Personally, i think marriage younger then the age of 24 is crazy. for me marriage is something i want to wait for. i want to be with "the one" and ill wait as long as i have to, to find him. being sold for marriage at that age is CRAZY!. it really blows my mind. the law in afghanistan is: a woman can be married at 16, and a man at 18. this causes issues, mentally and physically (reproduction). some marriages involve girls younger than 16 and sometimes as young as 9. i would never be able to sell my child or force them to get married. i think it is everyones person decision who they marry. marriage is about love and family. you cant force yourself to love anyone.

Alexandra said...

i also agree with kenny that their should be more involvement within the country and even within their people. fathers should put their foot down and not allow their daughters to be sold to marriage. they should take pride on what and who they bring into this world.

Alexandra said...

Sierra Blue and Peachykeach said it right.
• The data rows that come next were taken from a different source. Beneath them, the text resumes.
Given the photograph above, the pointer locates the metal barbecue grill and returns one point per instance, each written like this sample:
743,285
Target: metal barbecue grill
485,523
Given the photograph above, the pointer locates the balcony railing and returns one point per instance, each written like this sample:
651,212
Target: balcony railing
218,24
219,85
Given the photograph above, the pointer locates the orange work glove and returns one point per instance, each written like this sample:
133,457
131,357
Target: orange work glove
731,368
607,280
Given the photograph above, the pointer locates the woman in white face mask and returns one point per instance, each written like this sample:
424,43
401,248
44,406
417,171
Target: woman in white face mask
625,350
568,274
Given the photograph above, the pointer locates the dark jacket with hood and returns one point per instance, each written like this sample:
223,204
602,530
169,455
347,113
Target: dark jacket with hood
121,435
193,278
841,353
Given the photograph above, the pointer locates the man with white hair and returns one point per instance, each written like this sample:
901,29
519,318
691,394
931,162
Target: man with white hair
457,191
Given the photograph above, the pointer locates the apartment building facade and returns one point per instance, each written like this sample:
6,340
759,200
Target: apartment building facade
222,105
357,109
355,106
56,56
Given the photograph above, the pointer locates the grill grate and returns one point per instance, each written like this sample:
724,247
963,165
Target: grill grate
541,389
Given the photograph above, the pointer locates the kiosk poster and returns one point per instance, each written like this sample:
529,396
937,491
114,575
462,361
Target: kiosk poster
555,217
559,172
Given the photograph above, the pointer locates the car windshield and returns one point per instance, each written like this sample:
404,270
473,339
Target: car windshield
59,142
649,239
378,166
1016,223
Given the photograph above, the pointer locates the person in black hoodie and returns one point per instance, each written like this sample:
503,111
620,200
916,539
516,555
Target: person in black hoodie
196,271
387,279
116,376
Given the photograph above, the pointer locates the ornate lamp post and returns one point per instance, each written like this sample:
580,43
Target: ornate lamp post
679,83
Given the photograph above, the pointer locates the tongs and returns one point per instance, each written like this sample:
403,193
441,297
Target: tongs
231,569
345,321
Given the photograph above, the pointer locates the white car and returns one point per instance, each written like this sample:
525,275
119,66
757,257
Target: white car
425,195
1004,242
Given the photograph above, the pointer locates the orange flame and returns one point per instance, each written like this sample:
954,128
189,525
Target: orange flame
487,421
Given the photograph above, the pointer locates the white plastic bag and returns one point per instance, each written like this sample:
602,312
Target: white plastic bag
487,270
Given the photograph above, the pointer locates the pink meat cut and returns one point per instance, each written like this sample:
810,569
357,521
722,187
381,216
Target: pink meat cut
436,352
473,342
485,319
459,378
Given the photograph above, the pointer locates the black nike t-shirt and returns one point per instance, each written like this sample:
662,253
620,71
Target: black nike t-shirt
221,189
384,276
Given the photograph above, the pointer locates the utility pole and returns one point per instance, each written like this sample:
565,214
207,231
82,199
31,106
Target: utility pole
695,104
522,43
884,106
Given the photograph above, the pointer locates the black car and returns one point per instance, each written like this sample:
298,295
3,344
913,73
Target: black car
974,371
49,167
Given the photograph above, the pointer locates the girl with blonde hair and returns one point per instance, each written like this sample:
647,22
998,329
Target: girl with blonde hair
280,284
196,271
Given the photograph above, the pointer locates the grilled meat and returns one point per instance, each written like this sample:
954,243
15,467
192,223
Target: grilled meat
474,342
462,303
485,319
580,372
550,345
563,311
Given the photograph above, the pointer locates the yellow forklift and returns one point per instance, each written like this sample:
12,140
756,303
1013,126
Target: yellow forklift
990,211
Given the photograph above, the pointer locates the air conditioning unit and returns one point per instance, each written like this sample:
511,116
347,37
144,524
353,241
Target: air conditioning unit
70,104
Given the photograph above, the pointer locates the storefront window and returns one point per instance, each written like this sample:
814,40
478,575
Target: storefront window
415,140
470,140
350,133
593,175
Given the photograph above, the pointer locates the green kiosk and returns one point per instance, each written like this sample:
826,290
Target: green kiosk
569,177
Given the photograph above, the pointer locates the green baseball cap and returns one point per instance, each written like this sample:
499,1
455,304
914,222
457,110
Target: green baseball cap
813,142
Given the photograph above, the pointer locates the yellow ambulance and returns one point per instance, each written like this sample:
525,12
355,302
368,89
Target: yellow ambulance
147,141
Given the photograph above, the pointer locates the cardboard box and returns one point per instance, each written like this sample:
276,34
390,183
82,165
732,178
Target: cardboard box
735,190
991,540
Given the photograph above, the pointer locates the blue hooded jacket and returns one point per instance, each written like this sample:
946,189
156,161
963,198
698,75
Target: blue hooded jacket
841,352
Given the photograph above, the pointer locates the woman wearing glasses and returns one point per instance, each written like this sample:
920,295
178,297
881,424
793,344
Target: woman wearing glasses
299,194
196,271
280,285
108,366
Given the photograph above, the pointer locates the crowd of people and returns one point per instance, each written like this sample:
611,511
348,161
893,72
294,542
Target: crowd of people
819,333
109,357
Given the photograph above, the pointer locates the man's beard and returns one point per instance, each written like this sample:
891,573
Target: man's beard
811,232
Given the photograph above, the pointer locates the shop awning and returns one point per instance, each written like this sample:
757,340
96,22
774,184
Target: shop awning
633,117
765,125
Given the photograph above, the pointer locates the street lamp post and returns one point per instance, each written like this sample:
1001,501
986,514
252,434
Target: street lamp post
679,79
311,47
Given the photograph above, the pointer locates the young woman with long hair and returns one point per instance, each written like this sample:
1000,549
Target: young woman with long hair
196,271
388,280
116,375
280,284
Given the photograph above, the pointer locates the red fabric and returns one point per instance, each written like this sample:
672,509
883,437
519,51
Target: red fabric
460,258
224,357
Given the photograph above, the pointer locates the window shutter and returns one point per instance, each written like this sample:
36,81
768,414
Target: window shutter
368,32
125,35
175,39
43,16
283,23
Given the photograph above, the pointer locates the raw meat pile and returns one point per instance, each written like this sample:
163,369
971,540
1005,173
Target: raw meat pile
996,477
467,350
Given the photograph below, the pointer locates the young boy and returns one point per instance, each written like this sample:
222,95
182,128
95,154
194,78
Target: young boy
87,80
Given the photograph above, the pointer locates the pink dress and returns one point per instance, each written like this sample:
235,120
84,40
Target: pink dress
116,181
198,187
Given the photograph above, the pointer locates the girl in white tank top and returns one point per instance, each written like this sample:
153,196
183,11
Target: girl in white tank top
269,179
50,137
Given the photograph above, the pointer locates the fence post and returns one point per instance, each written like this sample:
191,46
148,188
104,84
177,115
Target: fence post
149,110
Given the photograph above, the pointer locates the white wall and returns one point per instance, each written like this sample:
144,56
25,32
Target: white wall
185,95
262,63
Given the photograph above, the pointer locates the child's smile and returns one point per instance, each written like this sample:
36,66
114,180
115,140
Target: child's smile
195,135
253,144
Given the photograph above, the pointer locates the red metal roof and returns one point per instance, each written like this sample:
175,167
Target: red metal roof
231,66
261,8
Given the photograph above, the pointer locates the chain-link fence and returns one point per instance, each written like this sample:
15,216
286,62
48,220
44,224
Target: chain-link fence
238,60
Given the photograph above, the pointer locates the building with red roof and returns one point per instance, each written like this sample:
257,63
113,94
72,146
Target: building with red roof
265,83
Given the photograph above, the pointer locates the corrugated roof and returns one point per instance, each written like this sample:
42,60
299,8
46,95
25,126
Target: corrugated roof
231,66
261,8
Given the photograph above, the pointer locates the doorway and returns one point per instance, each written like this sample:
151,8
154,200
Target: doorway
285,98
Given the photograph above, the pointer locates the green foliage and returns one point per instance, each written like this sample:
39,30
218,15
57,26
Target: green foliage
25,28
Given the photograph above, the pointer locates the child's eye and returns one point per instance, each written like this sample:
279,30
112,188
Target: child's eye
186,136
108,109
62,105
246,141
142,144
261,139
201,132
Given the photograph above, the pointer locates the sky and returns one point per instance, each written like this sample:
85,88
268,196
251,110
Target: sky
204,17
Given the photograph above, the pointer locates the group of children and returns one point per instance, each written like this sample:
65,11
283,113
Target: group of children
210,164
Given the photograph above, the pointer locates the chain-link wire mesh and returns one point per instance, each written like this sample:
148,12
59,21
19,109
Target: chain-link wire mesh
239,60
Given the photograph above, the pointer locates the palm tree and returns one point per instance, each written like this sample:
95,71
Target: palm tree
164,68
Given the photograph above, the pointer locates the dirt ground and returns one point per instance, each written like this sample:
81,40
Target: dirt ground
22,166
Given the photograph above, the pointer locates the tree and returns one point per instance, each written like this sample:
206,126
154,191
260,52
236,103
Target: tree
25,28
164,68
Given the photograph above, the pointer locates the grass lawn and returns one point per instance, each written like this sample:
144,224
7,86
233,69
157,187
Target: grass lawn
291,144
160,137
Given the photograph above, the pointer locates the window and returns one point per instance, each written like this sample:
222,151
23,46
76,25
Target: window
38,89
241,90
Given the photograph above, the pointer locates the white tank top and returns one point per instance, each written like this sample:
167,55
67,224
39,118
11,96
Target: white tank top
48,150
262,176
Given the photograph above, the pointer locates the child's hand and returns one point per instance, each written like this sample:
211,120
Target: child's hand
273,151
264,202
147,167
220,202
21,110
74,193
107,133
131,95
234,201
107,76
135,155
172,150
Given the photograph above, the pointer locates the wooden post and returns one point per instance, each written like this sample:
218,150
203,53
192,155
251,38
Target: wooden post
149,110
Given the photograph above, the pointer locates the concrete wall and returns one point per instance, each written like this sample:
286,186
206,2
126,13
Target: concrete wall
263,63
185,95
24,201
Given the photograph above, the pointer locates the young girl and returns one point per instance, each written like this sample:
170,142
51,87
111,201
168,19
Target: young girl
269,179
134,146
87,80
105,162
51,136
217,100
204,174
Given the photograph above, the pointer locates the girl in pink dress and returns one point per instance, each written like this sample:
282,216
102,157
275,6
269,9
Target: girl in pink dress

CHILDREN DO NOT HAVE THE EXPERIENCE REQUIRED TO FULFILL ADULT ROLES LIKE MARRIAGE. americans i think are more the opposite. YES most parents want their children to get married. but then again most parents are picky about their daughters future husband. they worry more if the guy is good enough, will treat her good, and above all, love her. its not about how much they can sell her for. its about HER!

Michael Rose said...

I have an outstanding respect for women, so it is hard for me to try to see the viewpoints of such cultures. Therefore, I am taking away that fact that Gulsoma is a young girl and just saying, “no matter were you live, treating a person like this (young or old, male or female) is unacceptable!

irishbabe said...

i think that the pattern still exists is in the fact that it is cultural. if there is to be any change the cukturak aspect will have to be taken out of it and then change can truley happen.

irishbabe said...

the situation can be improved by the society itself. the people can act on the violence and make it stop if they so choose. there should be at least be more woman being being activein the afgans womans affairs ministry.

irishbabe said...

i agree with jeniece when she says that 4 is way to early an age to be married. how do you expext yourself to be able to clean a kitchen when you so small, or even cook. something does need to change as jeniece said and it need to fast.